I don't think it's good for making maps on its own because some features it lacks, but it's good in accompanying another program. I use Affinity and Other World Mapper as part of my chain. I don't regret buying them, especially if you wait until Black Friday it will probably be half off.
Let's look at features. Affinity Photo can now put text on a vector curve which is more powerful than Photoshop, unless that's changed since I last used it, but it doesn't have the hard bezel that some people use to make topographic mountains. It also won't let you chain a bunch of strokes together on a shape, or use a texture fill, both of which are very useful for mapping. So, you'll find making an echo outline a pain in the butt compared to Photoshop or Clip Studio Paint, you can't even do an expand-stroke the selection-expand-stroke the selection chain because of how their 'outline' works... it makes a selection mask of what you outlined instead. So I think you might have to make a shape with a gradient outline instead for the easiest way.

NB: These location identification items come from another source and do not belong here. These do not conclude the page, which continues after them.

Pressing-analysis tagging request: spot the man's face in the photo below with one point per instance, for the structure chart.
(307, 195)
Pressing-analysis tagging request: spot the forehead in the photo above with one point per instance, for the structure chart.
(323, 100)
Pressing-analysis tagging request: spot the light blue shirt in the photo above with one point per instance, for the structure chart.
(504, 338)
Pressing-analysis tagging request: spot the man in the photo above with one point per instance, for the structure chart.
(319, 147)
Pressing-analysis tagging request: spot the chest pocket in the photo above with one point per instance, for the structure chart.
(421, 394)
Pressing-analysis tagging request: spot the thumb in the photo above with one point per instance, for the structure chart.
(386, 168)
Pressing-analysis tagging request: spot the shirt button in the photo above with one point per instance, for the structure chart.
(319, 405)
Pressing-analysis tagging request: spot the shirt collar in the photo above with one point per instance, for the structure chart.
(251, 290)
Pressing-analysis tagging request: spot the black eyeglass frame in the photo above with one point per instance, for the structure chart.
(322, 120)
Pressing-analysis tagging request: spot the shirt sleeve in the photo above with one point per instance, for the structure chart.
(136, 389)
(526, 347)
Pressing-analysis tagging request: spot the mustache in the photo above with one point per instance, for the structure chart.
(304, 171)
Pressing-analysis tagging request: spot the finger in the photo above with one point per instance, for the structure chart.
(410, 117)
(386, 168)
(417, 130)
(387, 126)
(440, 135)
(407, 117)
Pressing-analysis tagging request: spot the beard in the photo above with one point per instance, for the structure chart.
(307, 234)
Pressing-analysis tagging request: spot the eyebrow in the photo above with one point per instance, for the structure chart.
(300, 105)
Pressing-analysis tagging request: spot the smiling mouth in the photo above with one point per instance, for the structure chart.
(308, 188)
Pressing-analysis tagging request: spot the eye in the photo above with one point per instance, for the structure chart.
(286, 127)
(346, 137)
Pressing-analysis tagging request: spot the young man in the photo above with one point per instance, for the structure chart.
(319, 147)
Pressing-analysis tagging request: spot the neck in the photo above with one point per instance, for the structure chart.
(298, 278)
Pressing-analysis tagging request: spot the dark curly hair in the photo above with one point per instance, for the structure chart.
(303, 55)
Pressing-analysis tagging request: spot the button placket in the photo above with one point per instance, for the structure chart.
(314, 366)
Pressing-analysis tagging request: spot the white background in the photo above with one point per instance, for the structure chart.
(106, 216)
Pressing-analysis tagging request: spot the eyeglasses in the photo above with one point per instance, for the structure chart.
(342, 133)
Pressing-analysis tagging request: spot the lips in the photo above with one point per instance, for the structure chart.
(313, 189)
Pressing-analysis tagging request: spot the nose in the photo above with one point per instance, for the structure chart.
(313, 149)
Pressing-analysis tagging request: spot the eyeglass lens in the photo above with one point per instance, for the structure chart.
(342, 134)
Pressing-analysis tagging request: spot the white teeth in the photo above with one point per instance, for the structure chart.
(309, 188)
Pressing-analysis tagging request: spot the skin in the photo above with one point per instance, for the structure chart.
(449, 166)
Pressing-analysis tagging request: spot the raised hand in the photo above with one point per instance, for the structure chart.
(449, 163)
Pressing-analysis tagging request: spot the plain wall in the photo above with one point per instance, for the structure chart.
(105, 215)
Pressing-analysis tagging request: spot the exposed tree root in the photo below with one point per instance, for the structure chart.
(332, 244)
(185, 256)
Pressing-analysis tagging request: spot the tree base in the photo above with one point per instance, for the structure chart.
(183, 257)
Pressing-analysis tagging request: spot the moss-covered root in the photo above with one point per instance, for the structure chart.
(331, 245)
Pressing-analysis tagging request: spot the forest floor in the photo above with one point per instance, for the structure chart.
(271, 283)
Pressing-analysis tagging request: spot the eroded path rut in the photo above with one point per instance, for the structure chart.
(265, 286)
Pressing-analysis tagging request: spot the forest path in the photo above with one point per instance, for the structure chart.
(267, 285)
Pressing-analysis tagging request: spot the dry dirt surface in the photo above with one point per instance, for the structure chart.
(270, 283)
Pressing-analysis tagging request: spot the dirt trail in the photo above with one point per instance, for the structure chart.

Its batch processing is also different than Photoshop's. But it does have options that will work for things like say, having made a sheet of assets that you want to save separately, or running an action over an entire file folder of images.
I am not a fan of its custom brush handling, and have never made cartography brushes in Affinity... I use Clip Studio Paint for the drawing part of my flow most of the time. There are a few exceptions but it just doesn't feel like a good program for painting in, inking and coloring sure, but not painting. Affinity Design is good if you want to make decorations with vector.
The lack of a texture-to-layer fill does make it inconvenient for battlemap creation. I believe it has a form of a texture fill, but it isn't the same as making a saved texture fill / layer style in Photoshop... you have to open up a file each time to fill in that file as a bitmap fill.
Anyway, it has its place. I'm glad I bought them. I use them often, just not for 100% of map making.